Officers watched him head back to his Falcon in heavy rain at the end of the day and tried to pull him over, but Cunningham immediately crossed to the wrong side of the road and ran a red light before taking off at speed along London Circuit.

Police arrested him outside court later in the trial, which ended with him admitting his guilt, and he has been behind bars ever since.

He appeared via audio-visual link from the Alexander Maconochie Centre on Thursday, when prosecutor Lauren Knobel described his offending as "contumacious".

Ms Knobel asked Mr Cook to disqualify Cunningham from driving indefinitely, saying the 35-year-old had repeatedly placed members of the public at risk on the roads and "verbalised his lack of remorse".

She said Cunningham had recently told the author of a court-ordered report that he planned to continue driving upon his release from custody even if he was still disqualified.

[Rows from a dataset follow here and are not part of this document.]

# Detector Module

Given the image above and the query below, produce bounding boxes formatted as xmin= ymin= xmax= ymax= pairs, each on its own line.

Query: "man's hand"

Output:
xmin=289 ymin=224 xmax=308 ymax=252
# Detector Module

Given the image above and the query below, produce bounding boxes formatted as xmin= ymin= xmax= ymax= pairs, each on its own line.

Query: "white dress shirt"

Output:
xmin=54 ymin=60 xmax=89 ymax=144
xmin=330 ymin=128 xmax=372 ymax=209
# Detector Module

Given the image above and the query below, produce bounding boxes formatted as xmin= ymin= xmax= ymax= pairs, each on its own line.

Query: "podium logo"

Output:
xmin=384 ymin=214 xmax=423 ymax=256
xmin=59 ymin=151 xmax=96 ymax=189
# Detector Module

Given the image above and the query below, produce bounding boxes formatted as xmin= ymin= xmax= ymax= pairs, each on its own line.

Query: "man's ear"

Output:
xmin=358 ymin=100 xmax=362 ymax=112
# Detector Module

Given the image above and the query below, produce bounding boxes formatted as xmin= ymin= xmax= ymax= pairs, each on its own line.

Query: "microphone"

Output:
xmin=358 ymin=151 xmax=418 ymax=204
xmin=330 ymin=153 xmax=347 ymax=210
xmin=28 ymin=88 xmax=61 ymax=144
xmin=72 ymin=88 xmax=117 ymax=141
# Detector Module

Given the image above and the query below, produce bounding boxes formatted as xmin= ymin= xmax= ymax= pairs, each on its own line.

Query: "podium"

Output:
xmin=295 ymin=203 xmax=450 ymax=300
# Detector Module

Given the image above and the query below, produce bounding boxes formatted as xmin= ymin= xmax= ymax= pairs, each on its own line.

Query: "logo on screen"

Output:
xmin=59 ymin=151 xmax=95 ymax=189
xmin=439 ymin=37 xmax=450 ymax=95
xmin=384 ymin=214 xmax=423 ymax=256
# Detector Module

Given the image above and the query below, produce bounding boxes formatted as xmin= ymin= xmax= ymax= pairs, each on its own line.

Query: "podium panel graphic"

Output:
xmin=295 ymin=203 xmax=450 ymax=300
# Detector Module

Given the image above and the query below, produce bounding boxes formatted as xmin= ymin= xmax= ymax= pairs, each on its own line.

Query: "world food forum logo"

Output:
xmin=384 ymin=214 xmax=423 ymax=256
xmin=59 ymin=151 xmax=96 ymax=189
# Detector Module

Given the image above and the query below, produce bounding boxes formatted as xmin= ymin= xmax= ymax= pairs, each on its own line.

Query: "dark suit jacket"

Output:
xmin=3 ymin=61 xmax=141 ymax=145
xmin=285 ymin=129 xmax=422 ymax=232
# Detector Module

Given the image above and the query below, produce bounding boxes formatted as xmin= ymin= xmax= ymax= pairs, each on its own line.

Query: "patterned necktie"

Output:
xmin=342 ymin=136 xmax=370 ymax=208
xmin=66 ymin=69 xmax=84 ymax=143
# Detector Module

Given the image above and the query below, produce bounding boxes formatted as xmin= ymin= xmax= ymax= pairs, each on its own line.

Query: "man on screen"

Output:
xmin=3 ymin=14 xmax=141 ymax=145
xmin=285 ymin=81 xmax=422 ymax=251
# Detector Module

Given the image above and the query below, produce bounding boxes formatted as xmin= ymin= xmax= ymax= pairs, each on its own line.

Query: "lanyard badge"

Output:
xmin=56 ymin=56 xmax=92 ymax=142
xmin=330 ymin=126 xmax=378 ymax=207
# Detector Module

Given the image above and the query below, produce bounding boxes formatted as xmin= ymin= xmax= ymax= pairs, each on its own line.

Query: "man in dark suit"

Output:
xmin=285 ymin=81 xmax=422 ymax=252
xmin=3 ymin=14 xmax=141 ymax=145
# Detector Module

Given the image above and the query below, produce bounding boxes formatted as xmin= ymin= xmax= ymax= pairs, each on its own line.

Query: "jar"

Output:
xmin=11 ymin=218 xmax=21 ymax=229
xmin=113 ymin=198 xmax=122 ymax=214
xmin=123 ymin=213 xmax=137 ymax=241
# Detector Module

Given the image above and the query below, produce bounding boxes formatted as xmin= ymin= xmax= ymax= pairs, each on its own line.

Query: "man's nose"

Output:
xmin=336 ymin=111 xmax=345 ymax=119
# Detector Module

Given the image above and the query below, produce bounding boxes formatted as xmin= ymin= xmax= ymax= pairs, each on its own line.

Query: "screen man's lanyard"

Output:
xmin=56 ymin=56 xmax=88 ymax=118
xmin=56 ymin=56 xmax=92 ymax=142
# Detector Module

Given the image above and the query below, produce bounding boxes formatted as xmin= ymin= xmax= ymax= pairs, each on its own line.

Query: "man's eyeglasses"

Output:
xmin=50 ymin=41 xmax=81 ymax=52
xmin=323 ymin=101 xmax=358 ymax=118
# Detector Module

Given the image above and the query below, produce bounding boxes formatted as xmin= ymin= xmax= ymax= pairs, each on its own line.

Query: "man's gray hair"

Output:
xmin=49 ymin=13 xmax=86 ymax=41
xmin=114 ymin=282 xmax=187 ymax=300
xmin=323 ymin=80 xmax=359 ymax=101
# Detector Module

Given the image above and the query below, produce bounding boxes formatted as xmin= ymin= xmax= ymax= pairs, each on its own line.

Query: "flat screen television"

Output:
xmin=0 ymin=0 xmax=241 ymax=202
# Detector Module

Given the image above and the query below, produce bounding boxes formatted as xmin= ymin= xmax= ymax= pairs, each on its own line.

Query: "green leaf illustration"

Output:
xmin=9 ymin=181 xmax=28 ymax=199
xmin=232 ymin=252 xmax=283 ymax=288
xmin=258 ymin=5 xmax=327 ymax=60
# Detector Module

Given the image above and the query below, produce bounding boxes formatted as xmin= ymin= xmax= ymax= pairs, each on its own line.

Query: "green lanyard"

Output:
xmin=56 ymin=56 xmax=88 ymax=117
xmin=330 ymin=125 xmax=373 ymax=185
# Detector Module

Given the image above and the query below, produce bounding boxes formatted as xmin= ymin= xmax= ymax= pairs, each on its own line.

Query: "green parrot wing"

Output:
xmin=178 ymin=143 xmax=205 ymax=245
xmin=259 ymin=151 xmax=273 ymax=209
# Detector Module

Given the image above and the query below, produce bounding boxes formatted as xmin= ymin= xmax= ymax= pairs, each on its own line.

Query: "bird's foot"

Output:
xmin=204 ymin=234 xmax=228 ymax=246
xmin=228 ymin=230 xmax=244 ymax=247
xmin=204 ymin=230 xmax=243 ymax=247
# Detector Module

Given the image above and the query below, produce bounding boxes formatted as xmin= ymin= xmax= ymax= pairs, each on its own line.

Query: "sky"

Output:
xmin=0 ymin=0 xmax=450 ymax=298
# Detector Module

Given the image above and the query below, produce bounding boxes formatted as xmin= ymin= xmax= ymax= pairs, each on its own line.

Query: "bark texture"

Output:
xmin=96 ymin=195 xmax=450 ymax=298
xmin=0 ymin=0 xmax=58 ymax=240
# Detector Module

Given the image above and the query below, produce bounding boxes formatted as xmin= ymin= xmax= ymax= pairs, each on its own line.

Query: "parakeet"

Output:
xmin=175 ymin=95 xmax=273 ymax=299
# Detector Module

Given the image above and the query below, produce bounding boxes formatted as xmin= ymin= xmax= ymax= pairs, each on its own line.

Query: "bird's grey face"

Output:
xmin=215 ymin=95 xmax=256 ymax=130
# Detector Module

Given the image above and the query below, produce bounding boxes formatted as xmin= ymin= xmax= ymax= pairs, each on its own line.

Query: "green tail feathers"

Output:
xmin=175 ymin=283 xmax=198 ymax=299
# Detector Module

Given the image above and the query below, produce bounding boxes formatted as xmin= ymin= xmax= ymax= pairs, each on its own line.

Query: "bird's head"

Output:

Christopher Cunningham smokes the very last remnants of a cigarette outside court in 2020. Picture: Blake Foden

But Mr Pasi said Cunningham had made that statement, which the offender now regretted, while "frustrated and angry".

He told the court Cunningham, a father of four children, including a daughter born since his incarceration, was "making efforts to turn the corner".

The lawyer added that Cunningham wished to apologise to the court for his "misbehaviour" behind the wheel, and to the road rage victim who was "traumatised" by the October episode.

Mr Cook ultimately declined to order an indefinite driving disqualification, but the magistrate expressed concern in sentencing that Cunningham appeared to be a "totally high risk of reoffending" unless his attitude changed substantially prior to his release.

"I hope that you do change," he told the offender.

While Cunningham will now be eligible for parole in August 2023, he told the court he would not apply for early release and that he would instead stay behind bars until the July 2025 expiry of his new total sentence.